Acknowledge the craving.

Decide consciously.

Eat the chocolate.

But do it without shame, and without the story that it means something profound about your physiology.


What This Means for You

So the next time you catch yourself longing for a double chocolate chip cookie—or a tuna sandwich with hot sauce and pickles—don’t fall for the old myth that your body is a finely tuned mineral detector.

Instead, consider what you’ve been feeling.

What have you been seeing?

Was there an Instagram reel of brownies?

A stressful meeting that drained your dopamine reserves?

Are you lonely, tired, anxious, nostalgic?

These aren’t deficiencies to be solved with supplements.

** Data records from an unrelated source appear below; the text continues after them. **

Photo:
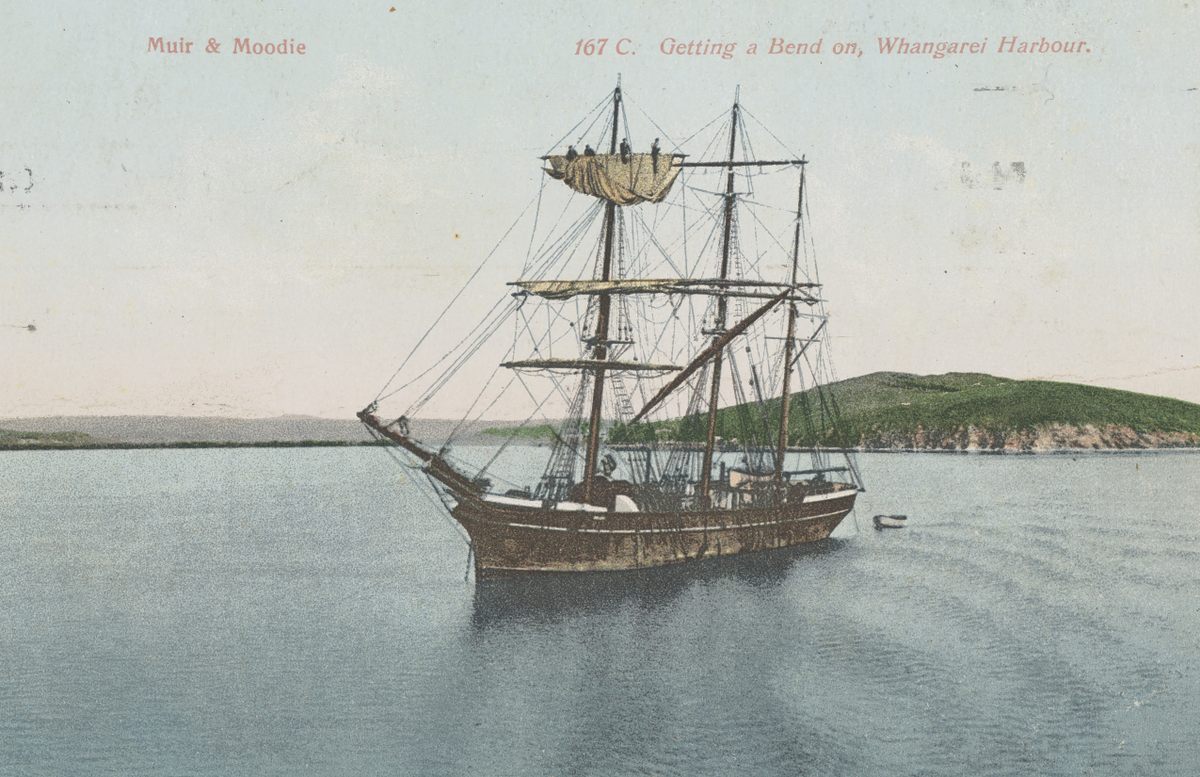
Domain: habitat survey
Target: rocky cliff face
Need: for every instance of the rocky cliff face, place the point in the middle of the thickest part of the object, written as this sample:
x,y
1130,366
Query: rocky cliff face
x,y
1056,437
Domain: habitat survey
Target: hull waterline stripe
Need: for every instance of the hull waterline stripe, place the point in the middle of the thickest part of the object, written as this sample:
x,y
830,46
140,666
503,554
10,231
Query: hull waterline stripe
x,y
687,529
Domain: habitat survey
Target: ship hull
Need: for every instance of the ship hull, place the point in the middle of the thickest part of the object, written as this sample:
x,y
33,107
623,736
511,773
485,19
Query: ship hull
x,y
511,541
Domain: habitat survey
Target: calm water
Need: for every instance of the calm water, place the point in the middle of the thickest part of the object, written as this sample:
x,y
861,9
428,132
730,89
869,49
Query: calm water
x,y
304,612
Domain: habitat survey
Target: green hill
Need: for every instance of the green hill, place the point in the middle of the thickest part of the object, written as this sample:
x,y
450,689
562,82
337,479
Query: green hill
x,y
13,439
954,411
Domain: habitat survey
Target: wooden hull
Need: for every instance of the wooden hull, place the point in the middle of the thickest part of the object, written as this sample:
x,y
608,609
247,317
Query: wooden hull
x,y
510,540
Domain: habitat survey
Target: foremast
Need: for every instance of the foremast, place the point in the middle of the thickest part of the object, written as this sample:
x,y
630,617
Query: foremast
x,y
706,471
785,397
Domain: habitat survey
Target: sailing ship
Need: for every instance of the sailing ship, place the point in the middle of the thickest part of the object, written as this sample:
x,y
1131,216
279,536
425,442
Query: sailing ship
x,y
664,366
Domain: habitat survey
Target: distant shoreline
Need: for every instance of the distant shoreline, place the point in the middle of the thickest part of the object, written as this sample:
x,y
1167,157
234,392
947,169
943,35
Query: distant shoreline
x,y
153,446
286,444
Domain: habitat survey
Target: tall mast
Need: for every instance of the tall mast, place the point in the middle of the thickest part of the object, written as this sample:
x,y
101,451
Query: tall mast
x,y
785,399
600,344
706,471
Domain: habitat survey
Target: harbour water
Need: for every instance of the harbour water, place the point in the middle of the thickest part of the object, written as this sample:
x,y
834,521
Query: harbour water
x,y
304,612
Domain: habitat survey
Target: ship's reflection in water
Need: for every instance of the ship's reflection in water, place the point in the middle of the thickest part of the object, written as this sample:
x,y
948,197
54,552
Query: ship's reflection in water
x,y
550,597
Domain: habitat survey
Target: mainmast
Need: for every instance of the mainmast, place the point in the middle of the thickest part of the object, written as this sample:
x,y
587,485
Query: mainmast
x,y
706,473
600,344
785,399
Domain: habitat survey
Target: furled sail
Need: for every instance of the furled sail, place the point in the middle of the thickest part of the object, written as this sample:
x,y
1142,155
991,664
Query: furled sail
x,y
567,289
624,180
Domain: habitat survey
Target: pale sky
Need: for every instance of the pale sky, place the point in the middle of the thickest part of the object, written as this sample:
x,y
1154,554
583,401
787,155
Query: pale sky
x,y
255,236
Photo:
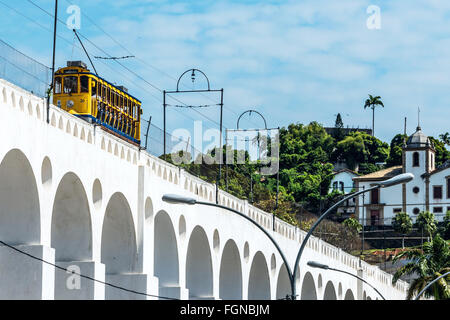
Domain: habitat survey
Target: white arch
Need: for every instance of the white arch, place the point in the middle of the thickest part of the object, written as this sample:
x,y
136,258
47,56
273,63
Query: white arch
x,y
199,272
308,288
330,292
71,229
19,225
19,198
283,283
118,246
259,280
230,275
349,295
166,265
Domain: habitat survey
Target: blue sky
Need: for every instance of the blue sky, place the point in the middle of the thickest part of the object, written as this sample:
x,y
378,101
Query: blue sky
x,y
294,61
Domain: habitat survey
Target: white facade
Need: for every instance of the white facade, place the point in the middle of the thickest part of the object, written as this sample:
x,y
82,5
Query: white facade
x,y
428,191
75,196
343,181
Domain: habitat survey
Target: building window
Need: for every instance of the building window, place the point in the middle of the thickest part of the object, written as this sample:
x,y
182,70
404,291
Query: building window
x,y
375,196
437,210
416,162
448,188
437,192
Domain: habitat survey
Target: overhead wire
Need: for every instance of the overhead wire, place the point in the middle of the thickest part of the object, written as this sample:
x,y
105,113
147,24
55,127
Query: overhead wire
x,y
82,275
141,60
121,64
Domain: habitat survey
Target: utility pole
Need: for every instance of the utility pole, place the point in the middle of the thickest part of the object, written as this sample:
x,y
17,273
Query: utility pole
x,y
53,61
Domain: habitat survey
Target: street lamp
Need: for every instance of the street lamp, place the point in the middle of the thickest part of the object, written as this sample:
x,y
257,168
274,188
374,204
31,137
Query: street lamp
x,y
325,267
428,285
399,179
178,199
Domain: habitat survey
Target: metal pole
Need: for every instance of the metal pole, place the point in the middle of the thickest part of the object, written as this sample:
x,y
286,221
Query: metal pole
x,y
146,133
428,285
226,159
289,271
53,61
220,145
276,199
164,120
302,247
359,279
364,221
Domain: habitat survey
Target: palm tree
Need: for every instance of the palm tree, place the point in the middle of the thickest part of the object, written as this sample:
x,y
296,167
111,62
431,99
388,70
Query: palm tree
x,y
430,262
445,138
372,102
402,224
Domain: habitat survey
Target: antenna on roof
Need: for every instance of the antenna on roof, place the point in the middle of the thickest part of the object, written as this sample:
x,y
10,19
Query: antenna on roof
x,y
85,51
418,118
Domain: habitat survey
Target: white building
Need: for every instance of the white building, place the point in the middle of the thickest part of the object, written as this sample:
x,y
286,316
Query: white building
x,y
75,196
343,181
428,191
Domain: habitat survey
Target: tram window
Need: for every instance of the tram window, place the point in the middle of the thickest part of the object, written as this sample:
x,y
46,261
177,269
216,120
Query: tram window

They’re emotions to be acknowledged.

And cravings?

They’re just the spark.

Whether you choose to indulge, distract, or override that urge, remember: your craving is a whisper from your brain, not a cry from your cells.


TL;DR?:

  • Cravings are driven by psychology, not nutrient deficiencies.
  • The visual sense plays a central role in how cravings develop.
  • Simple visual tasks like playing Tetris or watching static can disrupt food fantasies.
  • Giving in to cravings might actually be healthier than obsessively avoiding them.
  • Understanding the emotional roots of your cravings gives you power over them.